Amalga Life Sciences 2009 is designed to manage and analyze heterogeneous experimental and operational research data. The Amalga Life Sciences 2009 “hybrid store” manages both simple and complex data, including experimental protocol descriptions and higher-level knowledge representations, giving organizations the opportunity to manage and redesign processes to increase productivity, improve decision-making and reduce errors. In addition, Amalga Life Sciences 2009 interfaces with existing and future systems as an open and active software system. This unique system allows life science organizations to provide their investigators with a research environment that assists the scientific investigation and validation of clinical and biological systems.

“The current nature of multidisciplinary research and operating models has led to a research IT landscape that lacks seamless integration and extensibility of data, expresses clinical knowledge inconsistently, and operates on incomplete biological knowledge described by different research contexts,” said Jim Karkanias, senior director of applied research and technology, Microsoft Health Solutions Group. “At its core, Amalga Life Sciences 2009 is designed to overcome these issues and enable research organizations to implement new models of research and development for personalized medicine.”

The evolution of current research IT systems has generated a data-rich but knowledge-poor environment. Amalga Life Sciences 2009 transforms the disconnected data into a network of information so that its novel reasoning engine may assist investigators to identify direct and indirect relationships between biological and clinical concepts and therefore convey knowledge.
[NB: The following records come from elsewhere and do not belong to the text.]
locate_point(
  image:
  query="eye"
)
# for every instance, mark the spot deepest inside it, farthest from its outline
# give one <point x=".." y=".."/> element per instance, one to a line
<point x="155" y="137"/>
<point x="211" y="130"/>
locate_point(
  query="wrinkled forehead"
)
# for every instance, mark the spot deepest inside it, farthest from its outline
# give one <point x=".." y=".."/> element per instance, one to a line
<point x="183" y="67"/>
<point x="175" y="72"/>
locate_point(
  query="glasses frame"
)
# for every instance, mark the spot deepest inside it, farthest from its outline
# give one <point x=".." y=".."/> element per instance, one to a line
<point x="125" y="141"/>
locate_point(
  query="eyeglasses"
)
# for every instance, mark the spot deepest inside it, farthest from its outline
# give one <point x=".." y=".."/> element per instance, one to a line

Amalga Life Sciences 2009 features a “Concept Browser” for the Unified Medical Language System (UMLS) ontology, which enables the user to input and connect multiple concepts via their ontological relationships. The user may choose to connect via all possible connections, to select the depth of connections or to display only the shortest path. The output is displayed to the user as a visual network of concepts and relationships. Once the data is accessible and manageable, subject matter experts can then apply models and theories to data, identify the best solutions to complex problems, and predict new relationships.

Part of the Microsoft Amalga family of enterprise systems, Amalga Life Sciences 2009 incorporates the innovative core technology components of Amalga Unified Intelligence System 2009, announced April 6. These core technology components include the ability to integrate data from many disparate systems throughout the organization. Amalga Life Sciences 2009 is on display April 27–29 at Bio-IT World in Boston.

About Microsoft in Health

Microsoft is committed to improving health around the world through software innovation. Over the past 12 years, Microsoft has steadily increased its investments in health, with a focus on addressing the challenges of health providers, health and social services organizations, payers, consumers, and life sciences companies worldwide. Microsoft closely collaborates with a broad ecosystem of partners and develops its own powerful health solutions, such as Amalga and HealthVault. Together, Microsoft and its industry partners are working to advance a vision of unifying health information and making it more readily available, ensuring the best quality of life and affordable care for everyone.

About Microsoft

Founded in 1975, Microsoft (Nasdaq “MSFT”) is the worldwide leader in software, services and solutions that help people and businesses realize their full potential.